Back to share incentive schemes,the EMI scheme eligibility criteria have been extended significantly. It has been designed to support scale-ups as well as start-ups. For us, this means that EMI scheme valuations will be performed on companies that are more mature. As night follows day this means EMI valuation exercises will become more complicated. Establishing the equity value in a company that may have large sales but no profits, more complicated cap tables with a wider variety of shares and share classes, more labyrinthine articles of association and additional waterfall layers, let alone being heavily indebted, will mean you cannot turn out a valuation using an online tool in a day. We are anticipating some pretty robust debates around AMV and UMV. As always, we want to be having those debates with clients, to avoid the clients having them with HMRC!

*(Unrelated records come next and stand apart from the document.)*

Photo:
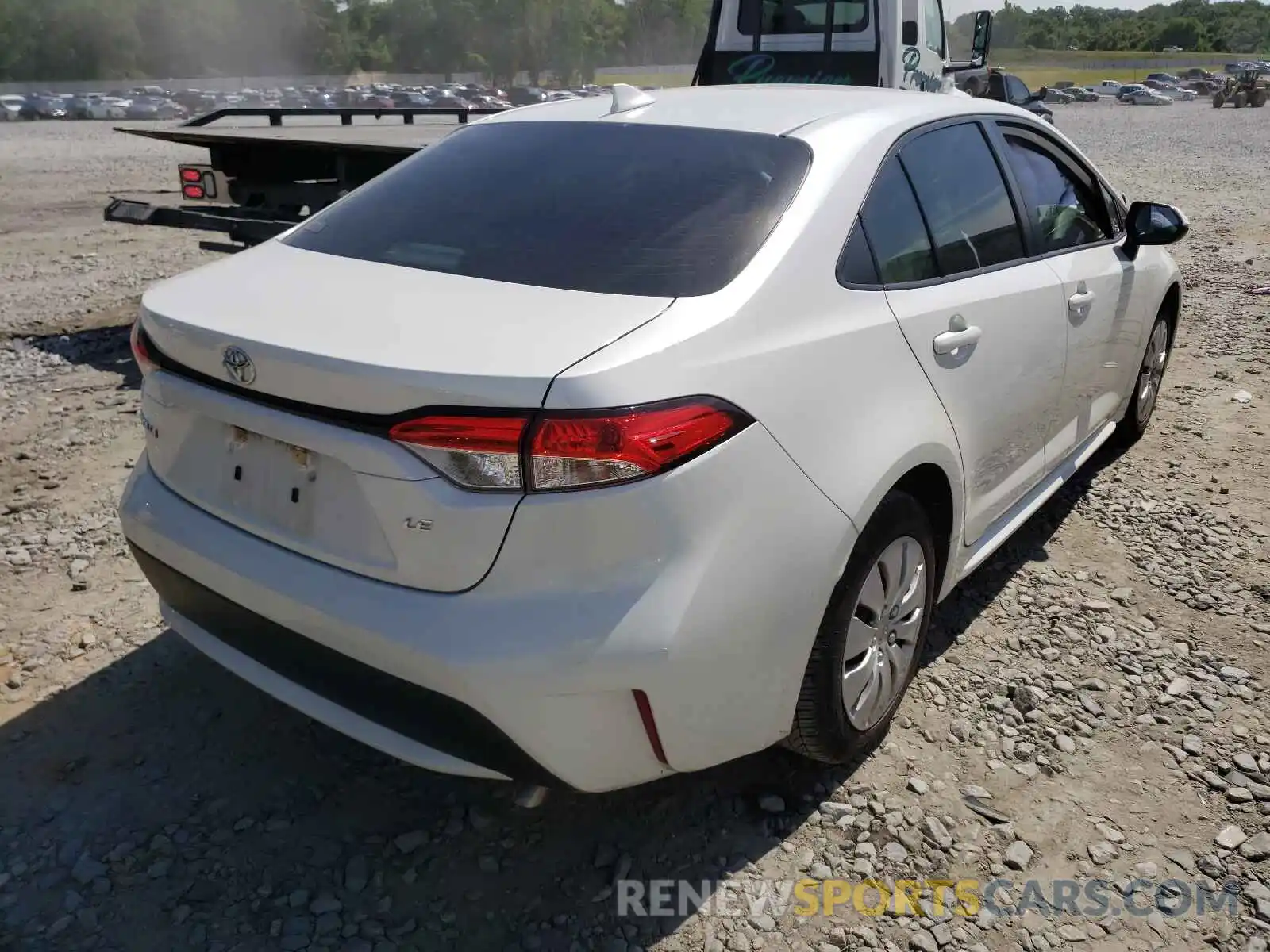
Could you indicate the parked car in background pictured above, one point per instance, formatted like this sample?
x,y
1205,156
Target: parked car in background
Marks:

It may be worth starting to educate the market now that low values for AMV and UMV will no longer be a given. Let us know if it would help you if we joined a call or meeting to provide context for you and your colleagues, prior to them speaking to clients.

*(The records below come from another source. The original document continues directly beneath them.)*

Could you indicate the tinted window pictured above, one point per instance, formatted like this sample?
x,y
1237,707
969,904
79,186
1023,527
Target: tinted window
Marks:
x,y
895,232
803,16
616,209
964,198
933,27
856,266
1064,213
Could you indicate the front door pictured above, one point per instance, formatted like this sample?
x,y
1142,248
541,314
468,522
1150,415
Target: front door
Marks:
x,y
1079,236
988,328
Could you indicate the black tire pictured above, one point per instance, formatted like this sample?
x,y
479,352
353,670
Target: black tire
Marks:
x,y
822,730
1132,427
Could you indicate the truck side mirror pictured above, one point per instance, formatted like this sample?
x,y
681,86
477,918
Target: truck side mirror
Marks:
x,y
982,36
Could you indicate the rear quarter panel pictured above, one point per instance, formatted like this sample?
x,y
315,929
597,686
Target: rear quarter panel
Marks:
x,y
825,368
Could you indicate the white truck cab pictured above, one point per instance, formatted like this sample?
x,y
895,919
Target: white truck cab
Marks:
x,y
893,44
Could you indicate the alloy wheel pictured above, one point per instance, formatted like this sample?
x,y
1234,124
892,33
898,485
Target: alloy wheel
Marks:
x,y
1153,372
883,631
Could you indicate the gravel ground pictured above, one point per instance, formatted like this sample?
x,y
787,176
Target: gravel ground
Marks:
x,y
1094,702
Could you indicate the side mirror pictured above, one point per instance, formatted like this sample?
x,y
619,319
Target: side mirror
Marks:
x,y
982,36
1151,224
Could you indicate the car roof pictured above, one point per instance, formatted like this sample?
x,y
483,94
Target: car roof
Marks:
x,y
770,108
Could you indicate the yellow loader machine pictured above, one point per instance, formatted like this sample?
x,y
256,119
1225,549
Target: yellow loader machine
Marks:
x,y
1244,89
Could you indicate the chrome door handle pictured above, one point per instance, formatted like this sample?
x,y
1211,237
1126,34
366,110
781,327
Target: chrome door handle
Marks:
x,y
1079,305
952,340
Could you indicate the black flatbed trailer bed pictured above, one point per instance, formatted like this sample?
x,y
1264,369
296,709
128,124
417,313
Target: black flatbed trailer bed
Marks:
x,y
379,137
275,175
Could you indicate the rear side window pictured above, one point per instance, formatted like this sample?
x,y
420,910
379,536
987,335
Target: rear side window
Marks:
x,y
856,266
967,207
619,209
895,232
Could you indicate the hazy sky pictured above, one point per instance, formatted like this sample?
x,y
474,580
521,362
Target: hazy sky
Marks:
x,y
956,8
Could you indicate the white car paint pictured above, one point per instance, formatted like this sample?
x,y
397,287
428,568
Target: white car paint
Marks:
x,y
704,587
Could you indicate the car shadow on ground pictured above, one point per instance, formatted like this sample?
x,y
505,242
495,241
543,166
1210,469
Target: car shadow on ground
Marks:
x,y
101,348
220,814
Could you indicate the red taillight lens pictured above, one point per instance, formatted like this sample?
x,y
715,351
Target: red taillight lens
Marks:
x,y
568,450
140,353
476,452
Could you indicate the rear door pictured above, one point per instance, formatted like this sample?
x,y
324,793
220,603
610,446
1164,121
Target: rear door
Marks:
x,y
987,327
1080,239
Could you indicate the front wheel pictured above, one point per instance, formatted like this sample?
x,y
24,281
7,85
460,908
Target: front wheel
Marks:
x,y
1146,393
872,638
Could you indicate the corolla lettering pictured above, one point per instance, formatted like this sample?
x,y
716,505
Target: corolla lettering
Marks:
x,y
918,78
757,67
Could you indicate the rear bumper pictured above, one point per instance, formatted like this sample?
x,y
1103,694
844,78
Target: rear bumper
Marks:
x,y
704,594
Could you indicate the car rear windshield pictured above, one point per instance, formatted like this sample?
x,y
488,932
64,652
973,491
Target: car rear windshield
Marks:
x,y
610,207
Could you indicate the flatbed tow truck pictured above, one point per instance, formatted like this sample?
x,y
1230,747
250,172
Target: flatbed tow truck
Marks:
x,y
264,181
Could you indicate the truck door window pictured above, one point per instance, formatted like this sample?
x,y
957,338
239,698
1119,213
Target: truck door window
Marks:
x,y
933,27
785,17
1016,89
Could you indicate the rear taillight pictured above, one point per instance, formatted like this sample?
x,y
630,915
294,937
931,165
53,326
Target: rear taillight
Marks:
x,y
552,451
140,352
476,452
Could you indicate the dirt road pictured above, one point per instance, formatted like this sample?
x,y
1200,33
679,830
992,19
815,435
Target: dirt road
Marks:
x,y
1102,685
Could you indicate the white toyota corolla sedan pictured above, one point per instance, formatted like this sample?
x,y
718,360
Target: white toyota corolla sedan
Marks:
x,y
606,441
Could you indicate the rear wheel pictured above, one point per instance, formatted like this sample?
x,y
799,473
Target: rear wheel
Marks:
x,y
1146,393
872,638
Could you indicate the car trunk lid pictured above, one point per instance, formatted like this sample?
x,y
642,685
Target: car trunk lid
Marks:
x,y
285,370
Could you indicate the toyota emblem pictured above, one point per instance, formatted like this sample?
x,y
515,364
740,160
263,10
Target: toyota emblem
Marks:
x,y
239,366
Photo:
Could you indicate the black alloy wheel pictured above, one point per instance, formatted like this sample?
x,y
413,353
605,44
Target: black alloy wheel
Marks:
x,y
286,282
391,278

We are also anticipating that HMRC will be increasingly forensic in its analysis. This heightens the importance we are placing on sound assumptions, clear and well-presented arguments, and the highest quality of analysis, to ensure ultimate defensibility.
It is worth noting that the increase in the maximum option exercise period, from 10 years to 15 years, might result in a desire from clients to restructure their current schemes. However, this requires care – it’s not as simple as adding five years. Option pricing models will provide different valuation outputs, changing the value of the options.

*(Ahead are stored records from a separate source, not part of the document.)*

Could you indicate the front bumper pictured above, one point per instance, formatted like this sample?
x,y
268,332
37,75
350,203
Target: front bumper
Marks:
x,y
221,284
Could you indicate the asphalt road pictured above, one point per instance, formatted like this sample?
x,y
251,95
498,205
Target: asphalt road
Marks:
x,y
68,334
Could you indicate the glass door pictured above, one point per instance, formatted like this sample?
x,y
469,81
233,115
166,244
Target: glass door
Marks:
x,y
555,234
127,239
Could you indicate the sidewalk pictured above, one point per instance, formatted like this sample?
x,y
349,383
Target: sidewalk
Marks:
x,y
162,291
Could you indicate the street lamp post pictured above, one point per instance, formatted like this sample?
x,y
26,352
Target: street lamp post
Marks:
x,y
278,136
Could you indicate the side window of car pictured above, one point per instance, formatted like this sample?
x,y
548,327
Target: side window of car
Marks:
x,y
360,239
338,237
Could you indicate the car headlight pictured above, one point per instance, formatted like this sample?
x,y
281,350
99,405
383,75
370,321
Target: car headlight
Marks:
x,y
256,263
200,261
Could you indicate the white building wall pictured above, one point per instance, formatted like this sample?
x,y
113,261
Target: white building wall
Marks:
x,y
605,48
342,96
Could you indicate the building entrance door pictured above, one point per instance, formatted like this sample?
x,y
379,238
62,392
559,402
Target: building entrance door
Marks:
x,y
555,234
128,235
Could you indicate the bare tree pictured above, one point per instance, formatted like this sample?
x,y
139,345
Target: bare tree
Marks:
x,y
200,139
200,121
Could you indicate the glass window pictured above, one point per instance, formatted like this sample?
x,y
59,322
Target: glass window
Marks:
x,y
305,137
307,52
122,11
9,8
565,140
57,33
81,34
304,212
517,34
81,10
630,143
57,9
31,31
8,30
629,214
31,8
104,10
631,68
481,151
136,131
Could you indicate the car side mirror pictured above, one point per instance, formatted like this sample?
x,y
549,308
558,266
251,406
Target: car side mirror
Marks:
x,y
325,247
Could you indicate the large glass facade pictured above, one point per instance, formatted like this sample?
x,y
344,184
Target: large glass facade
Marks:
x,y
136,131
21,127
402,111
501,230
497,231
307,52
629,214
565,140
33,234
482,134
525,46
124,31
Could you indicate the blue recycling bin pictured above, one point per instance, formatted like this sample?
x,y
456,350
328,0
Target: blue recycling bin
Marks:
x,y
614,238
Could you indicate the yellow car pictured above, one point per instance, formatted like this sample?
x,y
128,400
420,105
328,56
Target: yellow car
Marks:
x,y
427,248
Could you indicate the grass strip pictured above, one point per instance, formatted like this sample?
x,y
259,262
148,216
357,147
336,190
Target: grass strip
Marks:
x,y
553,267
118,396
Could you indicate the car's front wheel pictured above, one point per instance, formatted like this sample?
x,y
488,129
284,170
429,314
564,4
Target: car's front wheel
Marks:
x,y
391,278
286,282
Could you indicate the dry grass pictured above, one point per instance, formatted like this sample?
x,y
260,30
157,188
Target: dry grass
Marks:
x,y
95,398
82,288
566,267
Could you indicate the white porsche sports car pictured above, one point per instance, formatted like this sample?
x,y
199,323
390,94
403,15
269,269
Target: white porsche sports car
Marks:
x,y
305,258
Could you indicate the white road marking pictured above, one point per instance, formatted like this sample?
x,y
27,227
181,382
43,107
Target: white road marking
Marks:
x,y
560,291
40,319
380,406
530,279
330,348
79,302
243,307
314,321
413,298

Another interesting point that has emerged from the changes to EMI Schemes is that companies may decide to retire their unapproved share option schemes in favour of the more tax efficient EMI scheme. HMRC will regard this as a new EMI scheme application, requiring a re-valuation. It won’t be possible to simply switch the unapproved options into the EMI wrapper without considering this issue.
If the company has done well since the original scheme was set up, HMRC may argue that there has been an increase in the market value of the shares under option, which means the employee has a greater tax liability. We are not tax advisers – if you are not one yourself, it is probably worth reaching out to your specialist colleagues to make sure that everything has been considered in this area. However, ,we can help you to establish value prior to the tax talk if that would help.
We think there will be a greater need to get a valuation prepared to help the planning process around employee incentive schemes, rather than the current scenario where the valuation is used later to help get the scheme set up.